As I laid there it dawned on me the troubled past I have had with the phone. Not just cell phone, but even back when we just had landlines during the time of the dinosaurs. Phones have always been an anxious point for me, I wonder if last night might be the crescendo and as we go they will be less anxious as time pass.
The only people I have ever regularly called were my parents. No one else, not even my husband. With everyone else I almost always rely on text. However, my parents didn’t like technology beyond 1988 so the phone was how they talked to me.
There was good parts. I would talk with them daily, sometimes more than once a day. They would tell me about their day, what had been happening. My mom would talk about family or stuff she saw on tv, documentaries, news broadcasts. My dad loved to tell me about a movie he saw and that he thought I would really like. They both would call daily just to tell both the hubby and I that they loved us. I am not joking, when I say every single day.
The bad parts were not as numerous, but they are what caused the anxiety. When I was younger (mid-thirties and earlier) I was anxious because I would get one of two types of bad calls intermixed with the good calls. The call that my dad was in jail, due to some fight he got into when he was drunk.
The other, and even more anxiety driven part was when he would call drunk. He was a severe alcoholic and he would rant, or possibly yell if we had a fight earlier. Mostly it was apologizing for being an alcoholic and for the poverty and anxiety we went through when I was a kid. Occasionally he would call and yell about something. This usually resulted in me hanging up. I knew that my parents were incredibly loving parents, they supported me in everything and went hungry so we could eat. However, they were unable to cope as fully as adults due to the alcoholism, and my dad’s multiple brain injuries and experiences in Vietnam.

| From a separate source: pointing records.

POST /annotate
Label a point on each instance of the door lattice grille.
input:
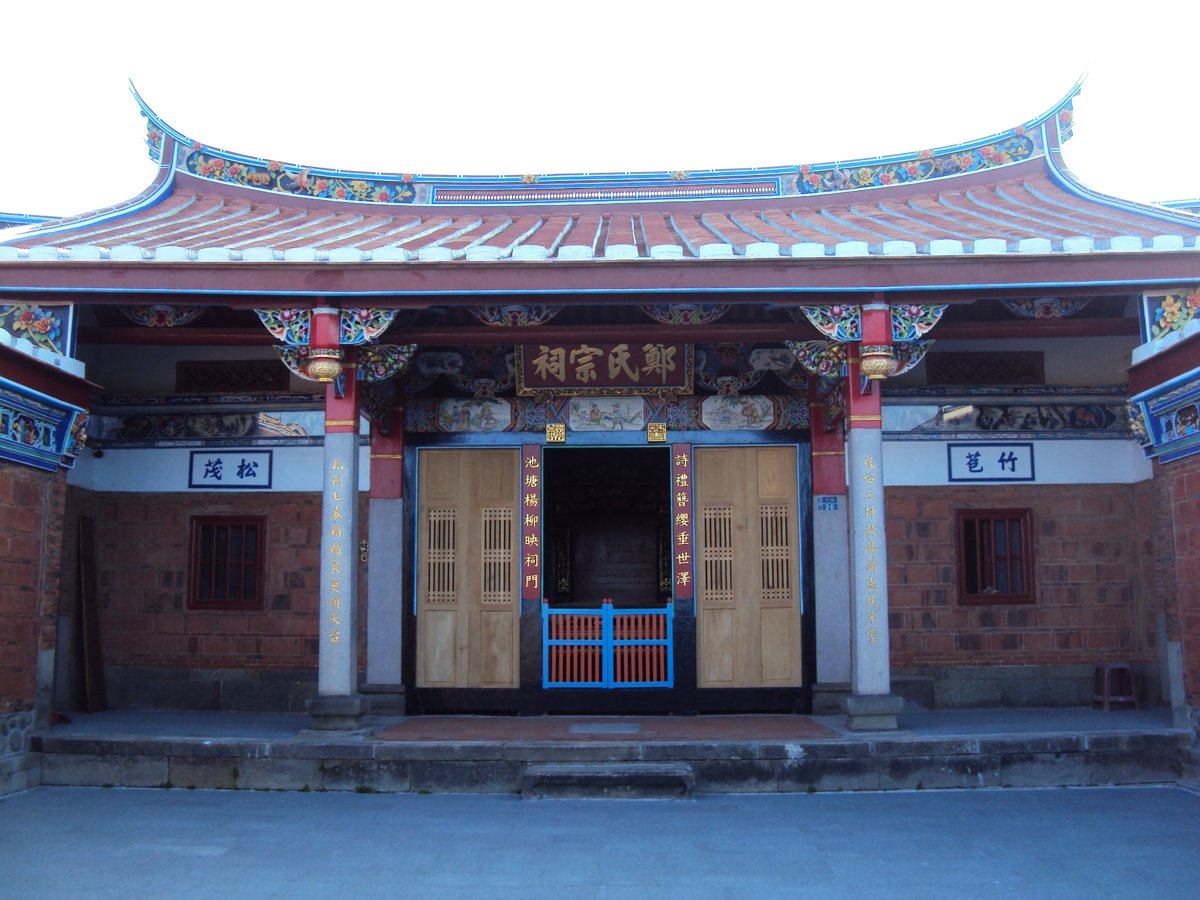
(777, 552)
(441, 562)
(718, 525)
(497, 552)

Those phone calls would keep me up for days. I have since learned I have PTSD and that is what it would set off. It didn’t change they were good parents for almost all other aspects, but the alcoholism made it so they were in poverty, violence surrounding us, and in various levels of homelessness after I was 10 years old.

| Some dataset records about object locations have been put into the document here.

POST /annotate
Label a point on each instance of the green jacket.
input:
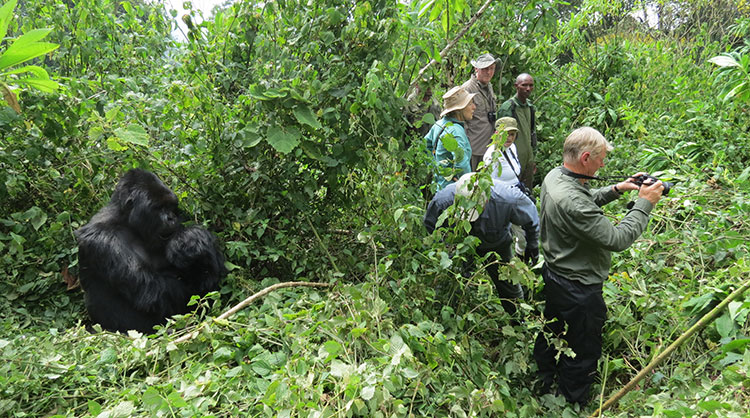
(577, 238)
(526, 140)
(458, 160)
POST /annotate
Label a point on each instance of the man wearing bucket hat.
(458, 107)
(520, 108)
(507, 161)
(510, 169)
(502, 207)
(480, 128)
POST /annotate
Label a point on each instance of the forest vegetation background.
(280, 125)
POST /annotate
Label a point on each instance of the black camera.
(647, 179)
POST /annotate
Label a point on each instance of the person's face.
(484, 75)
(468, 111)
(592, 162)
(511, 138)
(524, 87)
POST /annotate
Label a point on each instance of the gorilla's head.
(147, 206)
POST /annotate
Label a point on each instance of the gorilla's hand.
(193, 251)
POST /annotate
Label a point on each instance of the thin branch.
(250, 300)
(707, 319)
(452, 43)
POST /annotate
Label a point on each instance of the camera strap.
(584, 176)
(578, 175)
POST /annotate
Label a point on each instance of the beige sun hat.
(455, 99)
(483, 61)
(506, 123)
(462, 189)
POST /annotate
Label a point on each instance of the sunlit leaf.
(13, 56)
(281, 140)
(724, 61)
(306, 116)
(133, 134)
(6, 12)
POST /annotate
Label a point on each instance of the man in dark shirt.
(520, 108)
(577, 240)
(505, 205)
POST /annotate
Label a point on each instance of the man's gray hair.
(585, 139)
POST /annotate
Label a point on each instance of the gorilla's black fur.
(138, 263)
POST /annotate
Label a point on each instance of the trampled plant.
(281, 124)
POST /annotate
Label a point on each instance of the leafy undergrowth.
(414, 338)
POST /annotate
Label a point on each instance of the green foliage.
(280, 126)
(23, 49)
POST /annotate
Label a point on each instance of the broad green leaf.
(449, 142)
(724, 61)
(248, 137)
(36, 216)
(19, 55)
(46, 86)
(367, 392)
(306, 116)
(332, 348)
(30, 37)
(725, 325)
(151, 399)
(133, 134)
(274, 93)
(737, 89)
(37, 71)
(281, 141)
(6, 12)
(10, 97)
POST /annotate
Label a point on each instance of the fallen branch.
(705, 320)
(250, 300)
(452, 43)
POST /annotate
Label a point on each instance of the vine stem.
(705, 320)
(452, 43)
(250, 300)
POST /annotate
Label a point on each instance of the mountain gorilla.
(138, 263)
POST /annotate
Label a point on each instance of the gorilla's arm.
(114, 257)
(194, 252)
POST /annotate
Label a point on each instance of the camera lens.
(667, 186)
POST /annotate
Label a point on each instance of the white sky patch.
(204, 6)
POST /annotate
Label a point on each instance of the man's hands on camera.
(651, 191)
(628, 184)
(530, 256)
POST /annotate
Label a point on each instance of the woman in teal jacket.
(458, 107)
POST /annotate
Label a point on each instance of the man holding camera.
(577, 240)
(503, 206)
(482, 125)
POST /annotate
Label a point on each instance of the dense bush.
(280, 126)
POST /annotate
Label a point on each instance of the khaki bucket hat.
(483, 61)
(456, 98)
(507, 124)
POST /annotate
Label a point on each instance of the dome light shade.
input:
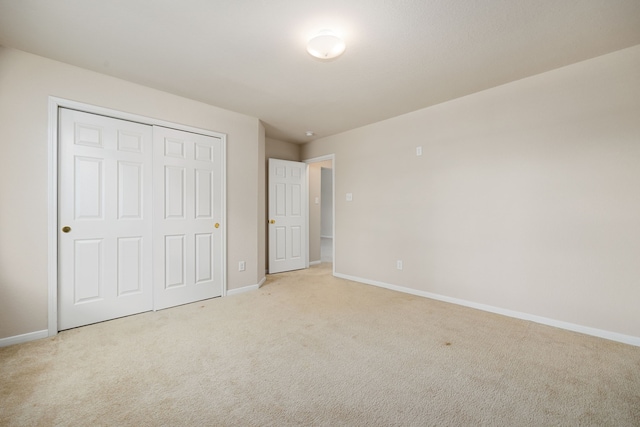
(325, 45)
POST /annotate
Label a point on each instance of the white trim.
(54, 104)
(52, 261)
(320, 159)
(20, 339)
(261, 282)
(242, 290)
(331, 157)
(613, 336)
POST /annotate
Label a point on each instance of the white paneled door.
(188, 217)
(105, 219)
(288, 235)
(140, 218)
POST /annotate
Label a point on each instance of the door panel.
(188, 205)
(287, 216)
(104, 194)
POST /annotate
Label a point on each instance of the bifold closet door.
(139, 218)
(104, 218)
(188, 225)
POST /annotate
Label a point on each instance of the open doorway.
(321, 210)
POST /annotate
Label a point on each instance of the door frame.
(331, 157)
(52, 252)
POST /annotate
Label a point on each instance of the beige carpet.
(309, 349)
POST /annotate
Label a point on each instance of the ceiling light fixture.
(325, 45)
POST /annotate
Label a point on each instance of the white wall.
(326, 199)
(26, 82)
(527, 196)
(315, 210)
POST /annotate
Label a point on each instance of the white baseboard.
(613, 336)
(19, 339)
(246, 288)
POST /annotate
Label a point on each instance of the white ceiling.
(249, 55)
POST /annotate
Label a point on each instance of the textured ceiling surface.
(249, 56)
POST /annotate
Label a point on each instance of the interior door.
(188, 228)
(288, 233)
(104, 218)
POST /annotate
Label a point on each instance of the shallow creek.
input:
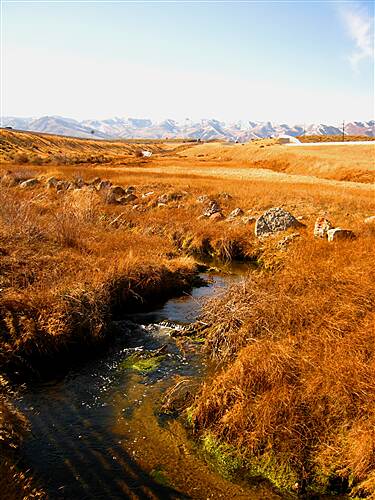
(97, 432)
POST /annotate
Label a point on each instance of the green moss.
(158, 475)
(143, 365)
(225, 458)
(276, 469)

After my mid-thirties things changed. My parents stopped drinking as much, and within a few years stopped drinking altogether. However, the bad calls now were health related. My mom had a major heart attack, minor heart attacks, breast cancer, mini-strokes, blood clots and severe health issues with her diabetes. In part, due to lifestyle choices including smoking, drinking and hard drugs when they were younger.
My dad’s health also started tanking in my mid-thirties. He was diagnosed with a terminal lung disease, and since he was poor and on social security by this time there were no other options given. However, he continued on for almost a decade when he originally only had two years to live.

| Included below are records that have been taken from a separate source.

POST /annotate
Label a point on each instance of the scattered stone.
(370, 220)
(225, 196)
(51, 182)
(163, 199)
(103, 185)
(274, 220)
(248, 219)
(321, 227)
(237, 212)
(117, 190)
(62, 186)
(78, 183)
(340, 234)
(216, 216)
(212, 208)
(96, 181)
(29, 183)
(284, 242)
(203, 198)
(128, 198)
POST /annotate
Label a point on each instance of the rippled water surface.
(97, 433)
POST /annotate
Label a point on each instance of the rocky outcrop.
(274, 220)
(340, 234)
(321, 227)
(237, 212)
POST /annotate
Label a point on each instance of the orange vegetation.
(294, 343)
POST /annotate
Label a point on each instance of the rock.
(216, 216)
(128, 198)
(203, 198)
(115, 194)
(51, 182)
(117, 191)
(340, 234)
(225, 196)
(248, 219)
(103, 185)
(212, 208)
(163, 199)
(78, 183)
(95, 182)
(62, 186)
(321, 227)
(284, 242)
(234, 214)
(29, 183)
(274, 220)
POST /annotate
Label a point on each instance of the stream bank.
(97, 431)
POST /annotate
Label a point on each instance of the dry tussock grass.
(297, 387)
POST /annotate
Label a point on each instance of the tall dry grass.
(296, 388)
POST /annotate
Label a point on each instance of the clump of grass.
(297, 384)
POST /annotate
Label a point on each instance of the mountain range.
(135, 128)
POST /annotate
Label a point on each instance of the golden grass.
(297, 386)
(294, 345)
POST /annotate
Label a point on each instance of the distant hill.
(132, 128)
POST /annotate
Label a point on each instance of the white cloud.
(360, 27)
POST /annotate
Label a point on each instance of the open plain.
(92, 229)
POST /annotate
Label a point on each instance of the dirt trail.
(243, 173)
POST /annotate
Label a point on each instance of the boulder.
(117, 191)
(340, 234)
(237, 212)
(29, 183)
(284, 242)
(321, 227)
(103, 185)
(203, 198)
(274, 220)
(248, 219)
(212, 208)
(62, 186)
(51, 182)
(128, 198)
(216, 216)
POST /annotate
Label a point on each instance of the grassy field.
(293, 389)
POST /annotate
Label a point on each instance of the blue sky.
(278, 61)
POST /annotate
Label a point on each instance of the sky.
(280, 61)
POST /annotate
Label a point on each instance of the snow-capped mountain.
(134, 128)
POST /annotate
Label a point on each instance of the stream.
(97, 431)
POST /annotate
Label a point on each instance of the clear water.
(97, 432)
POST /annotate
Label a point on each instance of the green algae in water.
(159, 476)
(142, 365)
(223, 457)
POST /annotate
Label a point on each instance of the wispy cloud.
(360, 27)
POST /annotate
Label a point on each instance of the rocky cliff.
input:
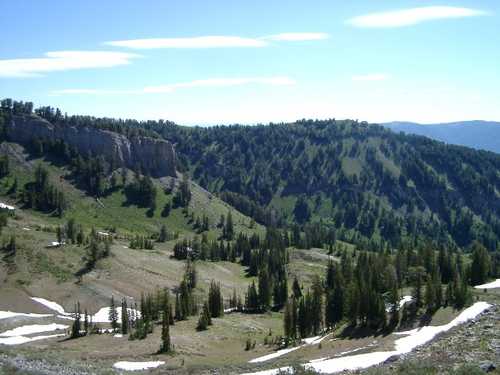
(155, 156)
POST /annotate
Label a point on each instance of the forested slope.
(369, 185)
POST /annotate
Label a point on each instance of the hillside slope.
(483, 135)
(359, 182)
(365, 180)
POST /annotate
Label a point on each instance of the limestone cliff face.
(155, 156)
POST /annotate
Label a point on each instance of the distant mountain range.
(483, 135)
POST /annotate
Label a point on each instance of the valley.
(212, 289)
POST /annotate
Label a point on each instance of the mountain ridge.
(478, 134)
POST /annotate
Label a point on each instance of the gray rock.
(155, 156)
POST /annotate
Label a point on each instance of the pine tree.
(76, 327)
(481, 265)
(317, 305)
(264, 290)
(86, 323)
(205, 319)
(165, 330)
(228, 228)
(162, 237)
(430, 296)
(125, 317)
(296, 290)
(289, 320)
(394, 303)
(113, 316)
(215, 301)
(190, 274)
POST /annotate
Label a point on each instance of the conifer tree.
(481, 264)
(264, 290)
(296, 290)
(316, 305)
(289, 324)
(205, 319)
(86, 323)
(215, 301)
(394, 306)
(228, 228)
(113, 315)
(125, 317)
(76, 327)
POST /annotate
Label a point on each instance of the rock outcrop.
(155, 156)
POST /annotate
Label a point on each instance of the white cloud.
(294, 37)
(412, 16)
(63, 60)
(196, 42)
(220, 41)
(162, 89)
(371, 77)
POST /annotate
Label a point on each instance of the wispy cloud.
(196, 42)
(214, 41)
(63, 60)
(162, 89)
(371, 77)
(412, 16)
(297, 37)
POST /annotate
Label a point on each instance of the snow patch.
(102, 316)
(51, 305)
(492, 285)
(137, 366)
(33, 328)
(11, 314)
(413, 339)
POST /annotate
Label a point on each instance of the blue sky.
(219, 62)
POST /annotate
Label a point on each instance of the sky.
(260, 61)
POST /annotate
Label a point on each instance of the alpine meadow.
(260, 189)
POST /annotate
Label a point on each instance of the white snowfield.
(137, 366)
(20, 335)
(33, 328)
(276, 354)
(102, 316)
(11, 314)
(412, 339)
(492, 285)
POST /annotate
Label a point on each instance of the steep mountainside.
(154, 156)
(366, 180)
(360, 182)
(482, 135)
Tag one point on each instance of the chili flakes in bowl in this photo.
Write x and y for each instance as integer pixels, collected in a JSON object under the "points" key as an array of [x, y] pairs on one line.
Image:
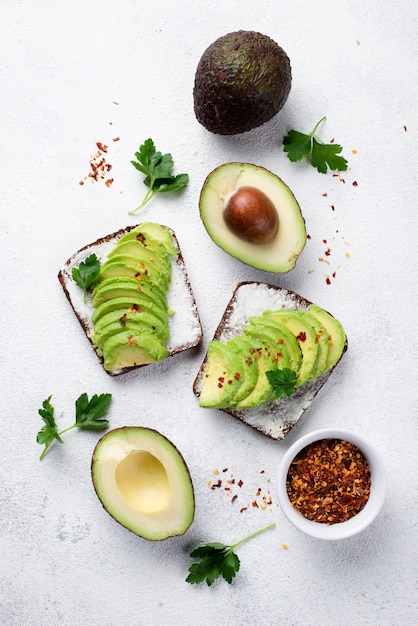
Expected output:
{"points": [[331, 483]]}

So the bad calls had lessened compared to the drunken calls, but each time I got one I was told one of my parents had gone to the ER, and sometimes included the phrase “they might not make it.” Over the last three years or so these calls had intensified to almost monthly. The hubby and I several times had to miss work or even leave from work depending on when the call came.
This resulted in me never leaving my phone at home. I don’t think I ever left my cell phone home since we got one in 2006. It was always on me, and I always answered the phone from my parents no matter where I was. If I was busy I would excuse myself and go talk to them. Most of the time it was a good call and I would never tell them they interrupted me. I liked the good calls and didn’t want to have them hesitate in calling me. Sometimes however it was a bad call. These are the calls that dictated how I handled my phone. These are the calls that made me unable to let my parents go to voicemail.
Fast forward months after they passed, the hubby noticed one day last week that I hadn’t brought my phone with us at all. I had forgotten it. He was surprised and commented on it. It was strange, I didn’t feel anxious having left it at home. I had never before not been worried about who might call, after all I was with the most important person in my life.
So I laid there this morning. My heart still pounding a bit from waking up and thinking I had missed the call. My grief which still hasn’t been handled was hiding away from me, just lurking at the edges. Even like that though, I know it will get easier. I won’t say better, but definitely easier.
Maybe I don’t need to worry about my phone anymore.